Per Swissy’s request for me to post excerpts from my books because we are running low on content, here we go.

From Dunham (← buy it there): 1780, middle of the Atlantic, in a doldrums —

Our heroine, Celia Bancroft/Captain Jack/Captain Fury, is an American privateer captain sailing a sixth-rate patrol.

Our hero, Elliott Raxham/Fourteenth Earl Tavendish/Captain Judas, is a British pirate captain and reluctant earl sailing a third-rate man-o-war.

A tertiary character, Maarten Gjaltema, is a Dutch pirate who often sails with Fury. He sails a fourth-rate.

The three of them are grappled together in the middle of the ocean whilst they are becalmed, to have a few days of merriment for however long they are caught without wind.

“Captain, I need to speak with you privately.”

Celia stood in her door looking at her second lieutenant soberly. It had to be dire for Papadakos to rap her door at midnight whilst she and Judas were clearly in the midst of bedsport and the crews were only at the beginnings of the night’s festivities. “Aye, Paulo. Come in.”

She opened the door wide and turned to cover her body with the kimono hanging neatly over the back of a chair. She cast a strained smile at Judas, whose face betrayed his tension. Of course he would know this was no trifle.

“If you would be so kind … ” she murmured, gesturing vaguely toward the door.

His dark eyebrow rose, but he said nothing whilst he pulled on his breeches and complied with her request, closing the door softly behind him.

Papadakos took a deep breath and drew close to speak very low. “Two of the boys were getting into trouble aboard the Silver Shilling and overheard plans for the mutiny of Captain Judas.”

Celia gasped. “Are they sure?”

He nodded.

“What in God’s name for? He told me he would rather kill than flog, but—”

“His hold is full of gold—and that’s the only thing in it.”

Celia’s breath left her in a whoosh and she sat on her bunk, a trembling hand over her open mouth. “God’s blood,” she whispered, horrified.

“Just before the Silver Shilling reached us, she’d taken a fleet of British warships bound for New York.”

“A pay ship!”

Paulo nodded. “A king’s ransom.”

“Bring the boys to me.”

Soon enough she was faced with two terrified ten-year-olds who stuttered and sputtered through their story, sobbing and hiccupping. She wasn’t sure if they were frightened of her punishment for being where they oughtn’t to have been or of the men they’d overheard whilst they explored the Silver Shilling’s orlop.

She suspected the latter.

She speared the German boy with a glance. “Your English is not savvy,” she growled. “Are you certain?

The child gulped. “They were speaking Vlaams, Cap’n.”

Good Lord. ’Twas the mercenary marines, who were mostly some German variant.
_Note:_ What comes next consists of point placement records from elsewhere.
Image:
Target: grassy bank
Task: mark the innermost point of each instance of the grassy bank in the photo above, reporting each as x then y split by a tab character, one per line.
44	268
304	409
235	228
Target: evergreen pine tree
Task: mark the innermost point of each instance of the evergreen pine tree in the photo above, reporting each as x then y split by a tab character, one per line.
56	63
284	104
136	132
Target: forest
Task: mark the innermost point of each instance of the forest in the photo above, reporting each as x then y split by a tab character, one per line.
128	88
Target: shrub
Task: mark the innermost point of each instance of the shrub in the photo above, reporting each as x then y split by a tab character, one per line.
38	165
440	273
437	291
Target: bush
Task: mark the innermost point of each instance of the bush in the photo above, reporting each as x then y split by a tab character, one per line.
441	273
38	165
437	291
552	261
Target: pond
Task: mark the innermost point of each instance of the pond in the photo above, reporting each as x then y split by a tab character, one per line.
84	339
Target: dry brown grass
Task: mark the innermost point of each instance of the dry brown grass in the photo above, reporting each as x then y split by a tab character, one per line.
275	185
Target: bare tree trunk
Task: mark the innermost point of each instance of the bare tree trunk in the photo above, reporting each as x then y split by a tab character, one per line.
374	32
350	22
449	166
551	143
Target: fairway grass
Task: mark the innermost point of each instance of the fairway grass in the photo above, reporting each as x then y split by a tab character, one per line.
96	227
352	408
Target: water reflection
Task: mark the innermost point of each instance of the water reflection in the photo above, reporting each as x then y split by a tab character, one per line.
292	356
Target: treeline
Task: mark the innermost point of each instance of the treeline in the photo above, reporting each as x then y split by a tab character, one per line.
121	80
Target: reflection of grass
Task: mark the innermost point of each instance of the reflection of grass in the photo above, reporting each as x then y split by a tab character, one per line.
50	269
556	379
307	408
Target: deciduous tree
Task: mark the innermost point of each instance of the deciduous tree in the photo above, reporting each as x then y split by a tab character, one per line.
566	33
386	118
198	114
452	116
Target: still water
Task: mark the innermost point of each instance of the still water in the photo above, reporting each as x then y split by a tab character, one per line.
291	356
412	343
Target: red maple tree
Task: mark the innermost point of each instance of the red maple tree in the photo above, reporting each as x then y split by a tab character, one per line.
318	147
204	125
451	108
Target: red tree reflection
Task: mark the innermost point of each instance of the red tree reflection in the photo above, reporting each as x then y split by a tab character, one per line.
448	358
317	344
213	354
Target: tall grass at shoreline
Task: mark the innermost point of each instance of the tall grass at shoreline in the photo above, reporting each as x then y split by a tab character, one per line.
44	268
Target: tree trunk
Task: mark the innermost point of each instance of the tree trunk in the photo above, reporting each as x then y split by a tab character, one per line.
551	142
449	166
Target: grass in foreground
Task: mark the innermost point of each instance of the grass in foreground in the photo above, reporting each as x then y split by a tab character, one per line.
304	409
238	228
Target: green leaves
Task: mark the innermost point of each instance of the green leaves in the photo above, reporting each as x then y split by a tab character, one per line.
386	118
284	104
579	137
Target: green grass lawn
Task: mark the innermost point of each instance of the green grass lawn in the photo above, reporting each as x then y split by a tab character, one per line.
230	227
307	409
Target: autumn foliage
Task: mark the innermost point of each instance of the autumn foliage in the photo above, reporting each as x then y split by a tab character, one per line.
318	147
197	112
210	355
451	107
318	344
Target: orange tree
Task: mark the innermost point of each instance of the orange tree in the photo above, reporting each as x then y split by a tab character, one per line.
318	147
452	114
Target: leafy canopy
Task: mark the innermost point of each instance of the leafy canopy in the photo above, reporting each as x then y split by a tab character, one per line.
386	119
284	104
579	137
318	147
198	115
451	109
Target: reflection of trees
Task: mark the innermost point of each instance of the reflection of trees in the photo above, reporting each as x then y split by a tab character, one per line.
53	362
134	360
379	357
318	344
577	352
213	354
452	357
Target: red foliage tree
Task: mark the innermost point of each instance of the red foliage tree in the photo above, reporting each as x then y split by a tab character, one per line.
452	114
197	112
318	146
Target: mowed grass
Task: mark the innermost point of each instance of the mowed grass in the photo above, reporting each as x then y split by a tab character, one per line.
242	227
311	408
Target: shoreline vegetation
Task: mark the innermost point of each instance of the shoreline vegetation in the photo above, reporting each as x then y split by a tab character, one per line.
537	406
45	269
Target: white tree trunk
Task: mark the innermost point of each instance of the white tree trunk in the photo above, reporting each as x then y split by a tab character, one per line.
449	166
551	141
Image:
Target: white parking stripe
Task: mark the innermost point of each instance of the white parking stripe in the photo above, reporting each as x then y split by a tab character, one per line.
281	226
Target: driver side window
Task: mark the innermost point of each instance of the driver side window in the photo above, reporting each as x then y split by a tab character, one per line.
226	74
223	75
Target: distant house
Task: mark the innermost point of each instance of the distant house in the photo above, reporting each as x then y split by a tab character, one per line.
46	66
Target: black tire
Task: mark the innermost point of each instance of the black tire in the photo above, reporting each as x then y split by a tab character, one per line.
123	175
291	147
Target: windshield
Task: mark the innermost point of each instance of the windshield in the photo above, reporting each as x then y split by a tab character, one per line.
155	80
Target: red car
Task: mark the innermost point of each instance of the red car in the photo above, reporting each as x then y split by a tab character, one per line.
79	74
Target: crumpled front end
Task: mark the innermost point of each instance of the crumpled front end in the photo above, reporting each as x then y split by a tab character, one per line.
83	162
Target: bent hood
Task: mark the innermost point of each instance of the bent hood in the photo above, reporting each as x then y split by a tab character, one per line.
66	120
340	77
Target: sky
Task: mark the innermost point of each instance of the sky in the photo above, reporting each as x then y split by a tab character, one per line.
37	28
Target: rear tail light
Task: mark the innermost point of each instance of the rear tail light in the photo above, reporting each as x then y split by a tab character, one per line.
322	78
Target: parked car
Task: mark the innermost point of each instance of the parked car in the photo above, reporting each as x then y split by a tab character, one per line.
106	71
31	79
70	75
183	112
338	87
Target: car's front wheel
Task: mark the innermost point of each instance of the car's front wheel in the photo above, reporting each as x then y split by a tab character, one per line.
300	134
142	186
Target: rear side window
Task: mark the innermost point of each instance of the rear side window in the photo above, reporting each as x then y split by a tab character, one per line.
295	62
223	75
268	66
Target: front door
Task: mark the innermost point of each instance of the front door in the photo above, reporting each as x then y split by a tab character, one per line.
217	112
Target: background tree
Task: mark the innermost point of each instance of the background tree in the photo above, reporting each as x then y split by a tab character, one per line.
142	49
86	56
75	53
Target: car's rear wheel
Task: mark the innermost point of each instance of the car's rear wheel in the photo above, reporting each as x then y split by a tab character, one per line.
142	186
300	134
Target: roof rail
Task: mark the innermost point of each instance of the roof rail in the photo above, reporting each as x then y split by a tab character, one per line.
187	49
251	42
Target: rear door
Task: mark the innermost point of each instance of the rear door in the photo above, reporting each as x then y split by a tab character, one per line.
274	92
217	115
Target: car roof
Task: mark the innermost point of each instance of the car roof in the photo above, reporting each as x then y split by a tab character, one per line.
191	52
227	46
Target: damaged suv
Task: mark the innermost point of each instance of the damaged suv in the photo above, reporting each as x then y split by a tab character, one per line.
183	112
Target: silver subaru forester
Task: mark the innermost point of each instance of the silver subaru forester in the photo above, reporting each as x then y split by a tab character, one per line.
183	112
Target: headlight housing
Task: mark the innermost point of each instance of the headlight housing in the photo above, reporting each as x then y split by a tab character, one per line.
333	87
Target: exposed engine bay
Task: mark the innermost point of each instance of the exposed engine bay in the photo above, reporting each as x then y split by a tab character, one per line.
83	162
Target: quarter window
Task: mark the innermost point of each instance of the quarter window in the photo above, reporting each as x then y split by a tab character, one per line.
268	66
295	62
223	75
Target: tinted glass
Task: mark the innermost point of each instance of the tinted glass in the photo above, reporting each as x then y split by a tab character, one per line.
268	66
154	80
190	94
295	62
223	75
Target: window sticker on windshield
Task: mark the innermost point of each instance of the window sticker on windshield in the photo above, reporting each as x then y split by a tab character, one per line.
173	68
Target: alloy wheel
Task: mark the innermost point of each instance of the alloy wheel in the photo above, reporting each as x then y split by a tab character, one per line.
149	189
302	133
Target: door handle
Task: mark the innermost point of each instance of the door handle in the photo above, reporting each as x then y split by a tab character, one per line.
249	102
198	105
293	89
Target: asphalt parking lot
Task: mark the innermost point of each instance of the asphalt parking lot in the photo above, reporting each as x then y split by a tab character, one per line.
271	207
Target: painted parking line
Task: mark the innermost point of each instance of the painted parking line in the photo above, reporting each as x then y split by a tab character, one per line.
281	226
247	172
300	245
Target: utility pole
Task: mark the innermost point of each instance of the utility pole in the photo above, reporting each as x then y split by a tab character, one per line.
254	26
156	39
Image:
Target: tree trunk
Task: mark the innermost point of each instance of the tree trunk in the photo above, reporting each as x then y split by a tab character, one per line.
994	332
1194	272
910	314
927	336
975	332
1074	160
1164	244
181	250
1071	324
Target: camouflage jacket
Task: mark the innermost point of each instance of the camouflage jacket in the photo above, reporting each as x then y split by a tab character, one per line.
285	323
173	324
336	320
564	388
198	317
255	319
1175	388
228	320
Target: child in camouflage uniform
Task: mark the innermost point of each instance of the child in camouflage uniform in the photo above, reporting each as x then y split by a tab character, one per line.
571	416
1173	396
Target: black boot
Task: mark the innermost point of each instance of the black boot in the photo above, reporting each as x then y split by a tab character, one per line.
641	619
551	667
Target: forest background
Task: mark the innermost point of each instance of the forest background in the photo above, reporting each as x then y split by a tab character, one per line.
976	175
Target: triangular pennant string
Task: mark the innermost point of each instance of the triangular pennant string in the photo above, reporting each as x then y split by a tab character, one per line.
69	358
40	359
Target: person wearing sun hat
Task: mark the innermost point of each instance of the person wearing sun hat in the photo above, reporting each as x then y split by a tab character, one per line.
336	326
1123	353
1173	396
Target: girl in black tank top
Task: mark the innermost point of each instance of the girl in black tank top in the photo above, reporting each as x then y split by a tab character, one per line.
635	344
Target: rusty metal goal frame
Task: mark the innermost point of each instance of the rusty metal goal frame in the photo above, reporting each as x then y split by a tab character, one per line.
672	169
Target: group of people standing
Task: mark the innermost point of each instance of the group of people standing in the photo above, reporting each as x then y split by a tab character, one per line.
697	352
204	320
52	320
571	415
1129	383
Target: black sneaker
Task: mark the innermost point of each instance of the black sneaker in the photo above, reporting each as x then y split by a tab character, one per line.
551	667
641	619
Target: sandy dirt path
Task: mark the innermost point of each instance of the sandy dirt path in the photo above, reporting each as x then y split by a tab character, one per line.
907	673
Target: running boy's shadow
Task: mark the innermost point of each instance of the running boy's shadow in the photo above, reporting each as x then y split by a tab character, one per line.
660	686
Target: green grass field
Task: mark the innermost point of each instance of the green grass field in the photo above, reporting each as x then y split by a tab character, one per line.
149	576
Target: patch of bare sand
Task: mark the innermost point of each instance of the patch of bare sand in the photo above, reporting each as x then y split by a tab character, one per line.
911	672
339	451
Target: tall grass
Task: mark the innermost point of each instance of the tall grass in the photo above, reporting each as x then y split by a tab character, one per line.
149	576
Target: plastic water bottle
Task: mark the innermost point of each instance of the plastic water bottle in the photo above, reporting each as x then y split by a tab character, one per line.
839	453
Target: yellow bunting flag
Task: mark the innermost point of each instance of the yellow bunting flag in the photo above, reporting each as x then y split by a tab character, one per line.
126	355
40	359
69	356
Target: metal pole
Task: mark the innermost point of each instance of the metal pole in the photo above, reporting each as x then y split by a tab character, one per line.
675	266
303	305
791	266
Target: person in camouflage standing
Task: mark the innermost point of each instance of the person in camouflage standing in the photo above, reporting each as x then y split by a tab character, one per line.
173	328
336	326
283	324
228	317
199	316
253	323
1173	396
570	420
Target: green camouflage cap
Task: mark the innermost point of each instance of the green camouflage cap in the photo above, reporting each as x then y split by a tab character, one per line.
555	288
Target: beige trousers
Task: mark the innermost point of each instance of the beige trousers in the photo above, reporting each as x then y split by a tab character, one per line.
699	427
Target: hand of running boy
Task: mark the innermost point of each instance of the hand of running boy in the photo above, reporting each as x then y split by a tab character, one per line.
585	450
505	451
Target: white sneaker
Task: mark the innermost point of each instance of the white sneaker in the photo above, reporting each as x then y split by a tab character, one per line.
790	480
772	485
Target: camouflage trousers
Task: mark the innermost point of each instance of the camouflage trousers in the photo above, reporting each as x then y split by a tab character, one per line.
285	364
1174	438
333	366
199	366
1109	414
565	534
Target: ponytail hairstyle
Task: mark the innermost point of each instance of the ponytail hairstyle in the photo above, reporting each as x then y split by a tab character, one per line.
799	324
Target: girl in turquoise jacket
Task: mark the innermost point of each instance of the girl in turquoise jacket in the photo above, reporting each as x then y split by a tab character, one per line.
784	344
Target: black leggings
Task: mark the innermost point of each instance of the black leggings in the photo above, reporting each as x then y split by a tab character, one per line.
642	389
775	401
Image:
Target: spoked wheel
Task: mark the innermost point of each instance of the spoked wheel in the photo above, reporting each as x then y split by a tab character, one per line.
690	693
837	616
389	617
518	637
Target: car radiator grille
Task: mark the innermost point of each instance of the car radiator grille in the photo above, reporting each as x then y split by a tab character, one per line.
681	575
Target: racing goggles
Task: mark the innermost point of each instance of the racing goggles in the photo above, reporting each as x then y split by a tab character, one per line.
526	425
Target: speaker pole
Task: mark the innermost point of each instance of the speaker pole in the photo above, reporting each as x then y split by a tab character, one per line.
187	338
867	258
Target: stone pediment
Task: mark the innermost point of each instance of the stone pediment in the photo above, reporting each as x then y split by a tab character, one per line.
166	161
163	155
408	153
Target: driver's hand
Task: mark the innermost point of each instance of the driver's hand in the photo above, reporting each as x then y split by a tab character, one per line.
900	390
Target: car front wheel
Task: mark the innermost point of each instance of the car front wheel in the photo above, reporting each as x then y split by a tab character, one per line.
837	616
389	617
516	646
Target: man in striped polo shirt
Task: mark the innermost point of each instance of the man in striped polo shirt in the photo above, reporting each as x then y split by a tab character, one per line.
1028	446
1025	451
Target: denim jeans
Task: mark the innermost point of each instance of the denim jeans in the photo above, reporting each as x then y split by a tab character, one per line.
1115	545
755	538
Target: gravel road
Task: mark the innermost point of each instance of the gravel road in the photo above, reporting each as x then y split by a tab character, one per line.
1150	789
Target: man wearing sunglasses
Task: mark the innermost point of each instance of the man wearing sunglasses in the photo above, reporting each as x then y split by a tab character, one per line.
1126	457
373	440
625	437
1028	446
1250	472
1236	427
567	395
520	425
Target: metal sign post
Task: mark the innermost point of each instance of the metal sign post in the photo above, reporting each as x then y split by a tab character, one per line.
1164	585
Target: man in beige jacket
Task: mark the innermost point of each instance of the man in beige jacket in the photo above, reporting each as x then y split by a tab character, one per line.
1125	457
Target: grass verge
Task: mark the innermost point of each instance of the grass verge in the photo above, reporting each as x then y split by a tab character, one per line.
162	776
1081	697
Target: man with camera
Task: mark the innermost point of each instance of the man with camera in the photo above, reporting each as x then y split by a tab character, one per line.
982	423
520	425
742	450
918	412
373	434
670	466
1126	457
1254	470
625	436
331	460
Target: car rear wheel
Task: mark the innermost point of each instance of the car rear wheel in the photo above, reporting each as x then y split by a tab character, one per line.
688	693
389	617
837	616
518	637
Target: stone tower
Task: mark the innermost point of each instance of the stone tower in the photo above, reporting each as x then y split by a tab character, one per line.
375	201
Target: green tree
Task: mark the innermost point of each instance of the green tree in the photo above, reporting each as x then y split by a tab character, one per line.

Damn the man for his inability to deviate from Royal Navy protocols.

Celia sat still, looking at the floor and searching her mind to put together some counter to this. “Thank you, gentlemen,” she said absently. “Leftenant, give these two an extra ration of grog and bread, and bid Captain Judas to join me.”

It was only a few moments until Judas had seated himself beside her on her bed. Celia did not know how best to impart such news but bluntly:

“You are about to be mutinied.”

“I know.”

She gasped. Her head snapped up to see him calm, a bit of a smirk on his face.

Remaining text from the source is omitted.